The official China Securities Journal quoted the State Information Center (SIC) saying the Chinese economy is likely to experience a mild slowdown in the second half of the year as financial market risks become “obvious” and demand is expected to decline.
The SIC is an official think tank affiliated with the National Development and Reform Commission, the country’s top economic planning agency.
The economy has already felt the pinch from a crackdown on riskier lending that has driven up corporate borrowing costs.
The central bank has since pumped more cash into the economy to ease fears from the start of a trade war with the United States by cutting reserve requirements for banks.
“Uncertainties in both internal and external economic developments are rising.
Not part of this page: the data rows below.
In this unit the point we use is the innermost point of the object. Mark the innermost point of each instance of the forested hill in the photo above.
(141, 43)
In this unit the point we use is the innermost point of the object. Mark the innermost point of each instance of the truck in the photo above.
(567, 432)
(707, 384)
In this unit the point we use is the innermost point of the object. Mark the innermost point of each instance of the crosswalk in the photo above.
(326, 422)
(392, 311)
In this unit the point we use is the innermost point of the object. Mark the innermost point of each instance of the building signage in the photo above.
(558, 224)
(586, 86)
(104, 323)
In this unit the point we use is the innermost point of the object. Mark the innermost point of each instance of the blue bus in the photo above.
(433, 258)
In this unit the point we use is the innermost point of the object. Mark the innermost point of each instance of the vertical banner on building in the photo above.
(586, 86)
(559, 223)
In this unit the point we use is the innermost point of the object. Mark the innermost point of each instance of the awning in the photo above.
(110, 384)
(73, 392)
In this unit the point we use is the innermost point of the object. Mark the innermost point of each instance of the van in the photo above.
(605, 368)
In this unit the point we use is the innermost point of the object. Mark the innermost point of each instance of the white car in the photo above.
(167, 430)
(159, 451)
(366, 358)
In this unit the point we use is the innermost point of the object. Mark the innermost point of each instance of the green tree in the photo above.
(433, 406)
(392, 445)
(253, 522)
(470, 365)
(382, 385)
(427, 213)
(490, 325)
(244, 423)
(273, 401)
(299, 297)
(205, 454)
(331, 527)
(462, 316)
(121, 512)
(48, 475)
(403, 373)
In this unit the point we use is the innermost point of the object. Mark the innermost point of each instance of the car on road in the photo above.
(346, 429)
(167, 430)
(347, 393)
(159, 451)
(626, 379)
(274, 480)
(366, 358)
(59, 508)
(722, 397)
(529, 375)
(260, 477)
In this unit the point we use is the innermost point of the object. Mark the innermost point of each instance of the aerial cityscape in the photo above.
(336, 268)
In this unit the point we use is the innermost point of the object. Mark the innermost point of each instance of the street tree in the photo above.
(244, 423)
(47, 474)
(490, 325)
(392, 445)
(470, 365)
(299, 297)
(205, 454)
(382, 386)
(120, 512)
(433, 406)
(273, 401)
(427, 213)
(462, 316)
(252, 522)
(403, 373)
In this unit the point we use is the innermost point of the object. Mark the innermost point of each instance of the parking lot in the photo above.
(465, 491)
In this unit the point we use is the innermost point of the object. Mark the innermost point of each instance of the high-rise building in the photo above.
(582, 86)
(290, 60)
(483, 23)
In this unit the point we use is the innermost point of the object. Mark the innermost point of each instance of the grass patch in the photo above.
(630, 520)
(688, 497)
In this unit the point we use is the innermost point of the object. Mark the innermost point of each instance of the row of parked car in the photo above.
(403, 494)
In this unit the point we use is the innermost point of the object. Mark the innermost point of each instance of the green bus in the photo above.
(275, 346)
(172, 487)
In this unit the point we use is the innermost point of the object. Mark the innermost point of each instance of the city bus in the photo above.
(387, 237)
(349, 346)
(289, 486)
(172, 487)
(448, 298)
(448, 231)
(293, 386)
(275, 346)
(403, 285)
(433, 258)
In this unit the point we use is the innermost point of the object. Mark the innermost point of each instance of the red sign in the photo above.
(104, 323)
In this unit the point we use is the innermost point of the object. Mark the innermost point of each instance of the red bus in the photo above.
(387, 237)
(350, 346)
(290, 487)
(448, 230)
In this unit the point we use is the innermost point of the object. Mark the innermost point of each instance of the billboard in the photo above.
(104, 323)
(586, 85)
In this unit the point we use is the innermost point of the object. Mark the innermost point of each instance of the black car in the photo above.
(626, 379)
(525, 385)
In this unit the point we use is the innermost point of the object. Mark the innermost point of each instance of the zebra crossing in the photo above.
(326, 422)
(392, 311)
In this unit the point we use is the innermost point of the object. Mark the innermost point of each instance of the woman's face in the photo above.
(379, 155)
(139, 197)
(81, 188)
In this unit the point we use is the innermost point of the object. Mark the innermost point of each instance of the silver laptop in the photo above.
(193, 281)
Global trade frictions are intensifying while a spill-over effect from major economies’ monetary policy normalisation will amplify financial market volatility,” the think tank said.
“Downward pressure on the Chinese economy has increased.”
The United States and China imposed duties on $34 billion worth of each other’s imports on Friday, starting a trade war that could drag on for some time.
A Reuters poll of 55 economists this week showed China’s gross domestic product growth was expected to ease marginally to 6.7 percent in the second quarter from a year earlier, versus the 6.8 percent seen in the previous three quarters.
China is due to publish second quarter GDP on July 16, along with other activity data.
The State Information Center think tank expected dollar-denominated exports to grow around 8 percent in the second half versus a year earlier and imports to rise about 12 percent.
It forecast consumer inflation of around 1.8 percent and producer price inflation would pick up to about 2.5 percent in the second half from a year earlier.
In the same article, the SIC said it expected China’s industrial output to grow about 6.6 percent in the July-December period from a year earlier, with fixed-asset investment growth of around 6.5 percent and retail sales seen rising about 9.5 percent.